Institute for Translational Neuroscience
The Institute for Translational Neuroscience's greatest strength is bringing together different groups under one common goal: to advance neuroscience research at the University of Minnesota.
The Institute for Translational Neuroscience (ITN) was established in 2007 as a University-wide presidential initiative to promote the transfer of discoveries in the basic neurosciences to clinical practice. The institute is charged to enhance basic science discovery with new knowledge leading to subsequent clinical trials and establishment of new therapeutic principles or tools. Click here to learn more about the history of our Institute.

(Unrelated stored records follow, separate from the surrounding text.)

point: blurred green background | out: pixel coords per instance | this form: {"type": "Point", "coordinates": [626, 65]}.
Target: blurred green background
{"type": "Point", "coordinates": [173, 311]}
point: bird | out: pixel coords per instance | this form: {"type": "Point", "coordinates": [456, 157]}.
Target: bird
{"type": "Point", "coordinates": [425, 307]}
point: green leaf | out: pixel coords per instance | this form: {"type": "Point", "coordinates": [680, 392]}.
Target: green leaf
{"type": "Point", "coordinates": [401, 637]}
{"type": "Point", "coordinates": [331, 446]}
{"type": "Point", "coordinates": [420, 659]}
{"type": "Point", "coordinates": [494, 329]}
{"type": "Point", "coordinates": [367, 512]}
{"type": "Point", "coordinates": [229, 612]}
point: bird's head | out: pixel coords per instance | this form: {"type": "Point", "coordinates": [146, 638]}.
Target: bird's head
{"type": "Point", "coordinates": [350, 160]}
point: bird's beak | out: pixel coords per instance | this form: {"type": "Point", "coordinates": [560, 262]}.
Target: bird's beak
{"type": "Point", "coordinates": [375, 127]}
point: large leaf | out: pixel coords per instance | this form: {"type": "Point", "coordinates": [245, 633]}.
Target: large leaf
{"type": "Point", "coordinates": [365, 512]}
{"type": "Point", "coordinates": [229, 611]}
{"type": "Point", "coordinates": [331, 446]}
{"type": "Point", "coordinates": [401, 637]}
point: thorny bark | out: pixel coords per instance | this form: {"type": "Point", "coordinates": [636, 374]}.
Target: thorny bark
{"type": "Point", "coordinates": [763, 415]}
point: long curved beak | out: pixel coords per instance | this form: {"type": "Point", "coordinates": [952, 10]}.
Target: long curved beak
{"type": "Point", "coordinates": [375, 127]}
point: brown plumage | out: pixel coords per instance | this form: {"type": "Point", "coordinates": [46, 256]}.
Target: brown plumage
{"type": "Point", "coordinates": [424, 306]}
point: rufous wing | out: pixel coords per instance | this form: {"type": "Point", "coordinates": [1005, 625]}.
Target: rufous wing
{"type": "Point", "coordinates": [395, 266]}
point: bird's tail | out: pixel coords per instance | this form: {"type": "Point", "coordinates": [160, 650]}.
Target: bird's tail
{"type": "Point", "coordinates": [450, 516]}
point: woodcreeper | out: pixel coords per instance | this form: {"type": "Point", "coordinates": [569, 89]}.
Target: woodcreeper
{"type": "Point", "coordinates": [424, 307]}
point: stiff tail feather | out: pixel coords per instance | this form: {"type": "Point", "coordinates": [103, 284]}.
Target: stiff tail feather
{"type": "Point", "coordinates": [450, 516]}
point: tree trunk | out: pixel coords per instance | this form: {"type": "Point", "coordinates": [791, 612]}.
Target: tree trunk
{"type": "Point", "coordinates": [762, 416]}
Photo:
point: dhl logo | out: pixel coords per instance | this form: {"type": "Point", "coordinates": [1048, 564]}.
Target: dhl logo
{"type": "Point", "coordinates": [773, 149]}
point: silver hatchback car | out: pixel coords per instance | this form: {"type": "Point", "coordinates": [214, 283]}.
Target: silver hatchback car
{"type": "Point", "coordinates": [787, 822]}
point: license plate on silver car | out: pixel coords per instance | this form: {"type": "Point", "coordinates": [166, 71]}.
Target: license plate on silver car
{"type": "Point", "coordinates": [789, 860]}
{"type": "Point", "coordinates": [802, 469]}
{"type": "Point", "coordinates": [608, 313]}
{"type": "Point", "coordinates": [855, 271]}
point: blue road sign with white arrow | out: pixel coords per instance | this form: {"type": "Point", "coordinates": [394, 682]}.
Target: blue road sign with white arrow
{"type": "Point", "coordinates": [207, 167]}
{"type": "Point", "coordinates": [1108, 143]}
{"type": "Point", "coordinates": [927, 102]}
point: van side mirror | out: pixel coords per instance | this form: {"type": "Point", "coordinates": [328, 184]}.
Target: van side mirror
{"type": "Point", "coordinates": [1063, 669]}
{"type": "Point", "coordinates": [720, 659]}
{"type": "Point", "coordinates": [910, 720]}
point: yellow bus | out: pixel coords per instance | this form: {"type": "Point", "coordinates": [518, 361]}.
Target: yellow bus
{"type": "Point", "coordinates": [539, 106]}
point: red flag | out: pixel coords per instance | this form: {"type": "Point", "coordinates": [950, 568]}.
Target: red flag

The faculty at the Institute for Translational Neuroscience would like to extend their congratulations to Dr. Michael Lee and his lab for their recent accomplishments. Dr. Lee, a neuroscience researcher and ITN Scholar, was awarded over $2.2 million from NINDS for his R01 grant titled "Pathological role of c-Abl in alpha-synucleinoapathy". One of the main goals of his proposal is to understand how anti—Cancer therapy, c-Abl inhibitors, can be used to treat Parkinson's Disease by activating cellular processes that remove toxic build up in cells.
In addition to this grant, Dr. Lee, Dr. Dezhi Liao, and Dr. Eugenia Trushina from the Mayo Clinic, were awarded a 2 year grant titled "Molecular Mechanism of Novel Small Molecule Therapeutics for Alzheimer's Disease" from Minnesota Partnership for Biotechnology and Medical Genomics. The total award amount was over $1 million.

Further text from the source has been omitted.